ウォルター・ミティ:No, I don’t have it. I don’t have it anymore.
いいや。もうないですよ。もう財布は持ってないんです。
否定文にanymoreをつけることで、「これ以上は~ない」、「今はもう~ない」と強調することができます。
ショーン・オコンネル:Whoa!
あーあ。
ウォルター・ミティ:What the hell were you thinking? I mean, I’m sorry, I’ve admired you for a very long time…but that is not a good move, at all, with a valuable negative.
一体あなたは何を考えてたんですか。っていうか、こんなこというのすみませんが、私は長年あなたのことを敬愛してきましたが、 大切なネガをそんなふうに扱うなんて全くまともじゃないですよ。
What the hell~で「一体何を~なんだよ」といった驚きや怒りを込めた疑問文になります。
ショーン・オコンネル:Sorry, I just… I thought it would be a playful kind of thing.
悪かったよ。

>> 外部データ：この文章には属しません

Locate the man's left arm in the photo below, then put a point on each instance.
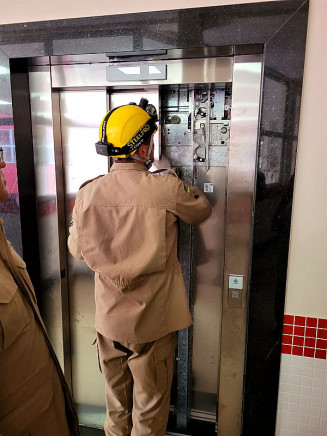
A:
(74, 245)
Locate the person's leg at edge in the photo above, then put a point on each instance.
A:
(152, 370)
(118, 387)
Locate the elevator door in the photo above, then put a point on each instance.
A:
(80, 113)
(208, 135)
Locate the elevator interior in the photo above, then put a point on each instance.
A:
(208, 111)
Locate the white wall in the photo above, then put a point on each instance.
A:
(307, 285)
(306, 288)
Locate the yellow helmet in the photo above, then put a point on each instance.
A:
(125, 128)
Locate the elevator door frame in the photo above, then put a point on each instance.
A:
(232, 251)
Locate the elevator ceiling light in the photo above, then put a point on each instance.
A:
(129, 70)
(154, 70)
(4, 70)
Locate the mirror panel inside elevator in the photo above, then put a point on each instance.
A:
(199, 117)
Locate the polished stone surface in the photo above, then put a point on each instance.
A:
(281, 27)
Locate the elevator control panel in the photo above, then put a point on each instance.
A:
(235, 291)
(196, 117)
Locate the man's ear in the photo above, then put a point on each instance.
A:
(143, 151)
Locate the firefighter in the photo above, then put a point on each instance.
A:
(124, 226)
(34, 396)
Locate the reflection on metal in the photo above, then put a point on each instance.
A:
(62, 237)
(239, 214)
(123, 73)
(46, 191)
(212, 70)
(80, 113)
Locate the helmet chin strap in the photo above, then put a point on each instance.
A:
(147, 162)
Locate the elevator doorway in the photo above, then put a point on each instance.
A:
(207, 134)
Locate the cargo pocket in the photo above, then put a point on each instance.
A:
(14, 317)
(164, 361)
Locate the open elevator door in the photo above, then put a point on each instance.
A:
(208, 111)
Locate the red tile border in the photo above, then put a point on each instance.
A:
(311, 332)
(288, 329)
(322, 334)
(287, 340)
(321, 343)
(298, 340)
(286, 349)
(311, 322)
(309, 352)
(304, 336)
(288, 319)
(310, 342)
(299, 331)
(299, 320)
(320, 354)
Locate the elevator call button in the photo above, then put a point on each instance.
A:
(235, 282)
(235, 291)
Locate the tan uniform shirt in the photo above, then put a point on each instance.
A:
(34, 396)
(125, 227)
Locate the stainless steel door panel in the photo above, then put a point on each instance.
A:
(208, 293)
(211, 70)
(80, 114)
(238, 242)
(46, 191)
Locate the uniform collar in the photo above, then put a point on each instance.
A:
(128, 167)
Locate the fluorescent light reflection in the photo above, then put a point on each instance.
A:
(130, 70)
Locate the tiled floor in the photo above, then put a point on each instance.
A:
(87, 431)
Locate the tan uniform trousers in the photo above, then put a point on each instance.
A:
(138, 381)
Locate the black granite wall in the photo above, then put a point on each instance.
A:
(280, 26)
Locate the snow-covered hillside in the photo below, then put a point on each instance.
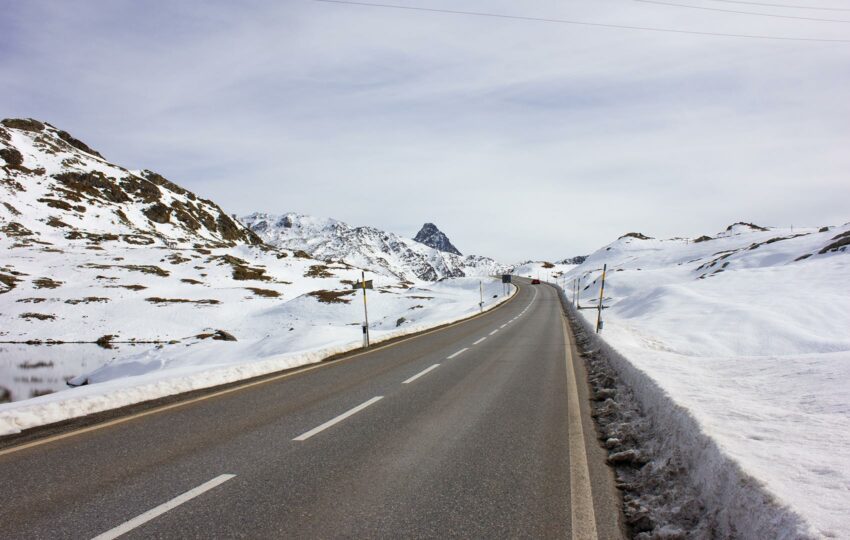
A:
(748, 330)
(367, 247)
(543, 270)
(136, 282)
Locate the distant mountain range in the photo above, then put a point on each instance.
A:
(371, 248)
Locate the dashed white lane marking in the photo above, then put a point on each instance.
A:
(457, 353)
(336, 420)
(423, 372)
(137, 521)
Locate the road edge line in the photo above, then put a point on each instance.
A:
(583, 517)
(235, 386)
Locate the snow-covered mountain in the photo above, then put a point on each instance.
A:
(135, 280)
(433, 237)
(367, 247)
(747, 330)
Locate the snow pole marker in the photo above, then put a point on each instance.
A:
(599, 307)
(365, 310)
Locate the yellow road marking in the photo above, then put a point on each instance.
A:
(290, 373)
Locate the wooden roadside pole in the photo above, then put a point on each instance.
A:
(365, 311)
(599, 307)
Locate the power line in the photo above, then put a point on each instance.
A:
(765, 4)
(740, 12)
(582, 23)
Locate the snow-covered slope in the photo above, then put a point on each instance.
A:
(432, 236)
(543, 270)
(748, 330)
(367, 247)
(136, 282)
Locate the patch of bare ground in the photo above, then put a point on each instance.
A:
(318, 271)
(54, 221)
(176, 258)
(143, 268)
(105, 342)
(332, 297)
(841, 242)
(13, 229)
(87, 300)
(40, 316)
(8, 281)
(164, 301)
(637, 235)
(128, 287)
(266, 293)
(14, 211)
(219, 335)
(35, 365)
(138, 239)
(242, 271)
(46, 283)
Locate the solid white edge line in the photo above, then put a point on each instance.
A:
(457, 353)
(340, 418)
(423, 372)
(139, 520)
(582, 515)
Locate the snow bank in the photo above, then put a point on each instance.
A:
(744, 336)
(677, 481)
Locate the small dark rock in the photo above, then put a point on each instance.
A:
(26, 124)
(221, 335)
(12, 156)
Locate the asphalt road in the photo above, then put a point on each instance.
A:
(479, 430)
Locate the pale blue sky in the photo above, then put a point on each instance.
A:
(519, 139)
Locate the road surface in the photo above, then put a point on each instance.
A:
(479, 430)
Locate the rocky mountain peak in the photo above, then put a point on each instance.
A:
(57, 188)
(433, 237)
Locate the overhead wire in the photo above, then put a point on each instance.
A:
(690, 6)
(583, 23)
(786, 6)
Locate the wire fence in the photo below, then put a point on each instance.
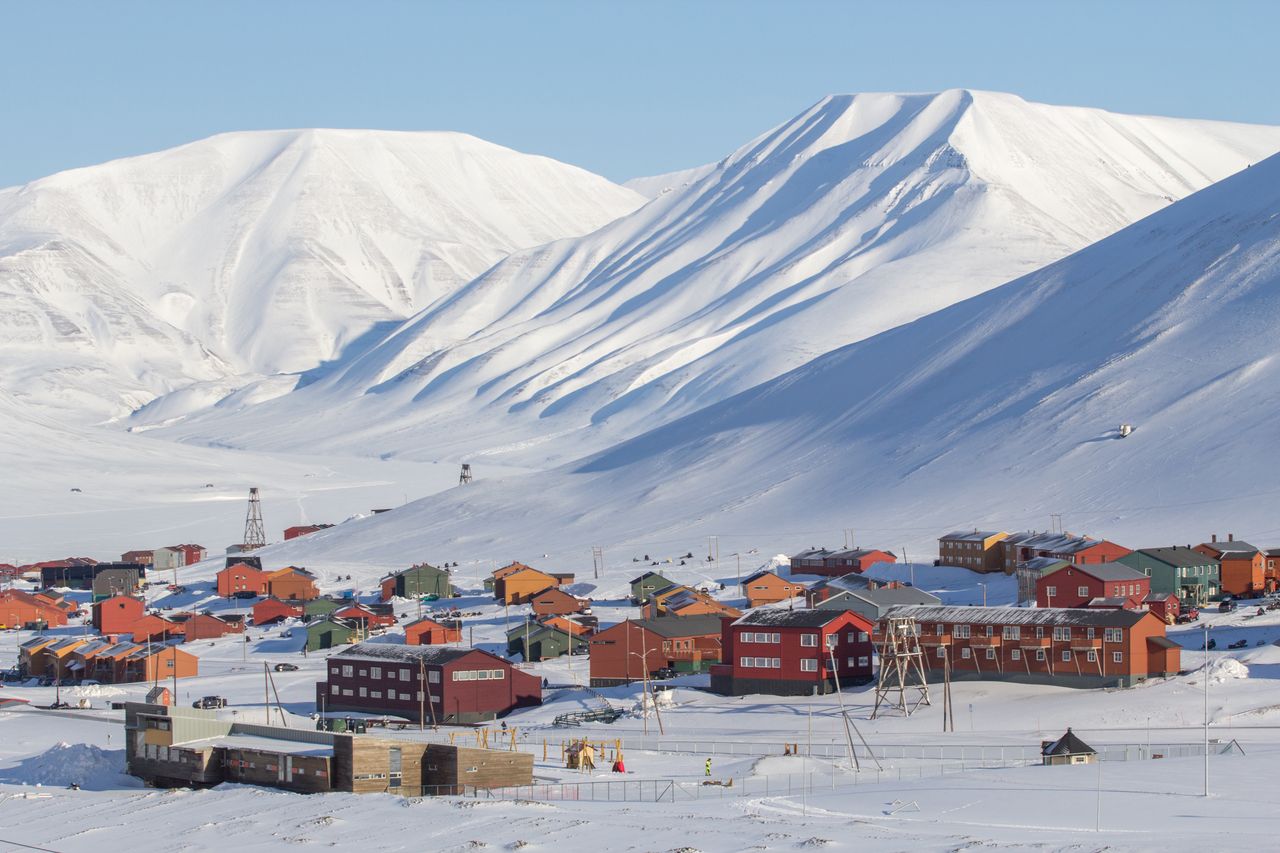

ただ、遊び心があるかなって思って。
ウォルター・ミティ:Playful? Too playful.
遊び心? ありすぎですよ。
ショーン・オコンネル:I see what you’re saying. With the cover, I should have been more straightforward. But can I ask you, I mean, if you don’t mind…what did you do with the wallet?
君の言うことはわかるよ。表紙の写真はもっと 単刀直入にすべきだったね。だけど、もし嫌じゃなかったら聞いていいかな。あの財布はどうしたんだい?
straightforwardは「直接に」、「簡単に」、「率直に」などの意味があります。
if you don’t mind~から入る疑問文は、「もしあなたが構わなければ」、「もし迷惑じゃなかったら」といった丁寧な言い方です。
ウォルター・ミティ:Chucked it.
捨てましたよ。
ショーン・オコンネル:Well, that hurts my feelings.
それは悲しいな。
ウォルター・ミティ:No. Man, I liked it very much….
違うんですって。とても気に入ったんだけど、、、
ショーン・オコンネル:So you threw it away? So, you have no idea what it was? The photograph? It’s a shame.It was a beauty.
で、捨てたわけね。じゃあなんだったか知らないんだ、写真が。残念だね。綺麗に撮れたのに。
to throw awayは「捨てる」という表現です。shameは「残念」と訳しましたが、本来は「恥」という意味になります。
とても簡単な会話の中に二人の微妙な関係性が浮かんでるのがわかると思います。結局、ショーン・オコンネルに会えたにも関わらず、写真の内容はわからず謎の真相はラストまで持ち越され、というのはある意味お約束の展開でしたね。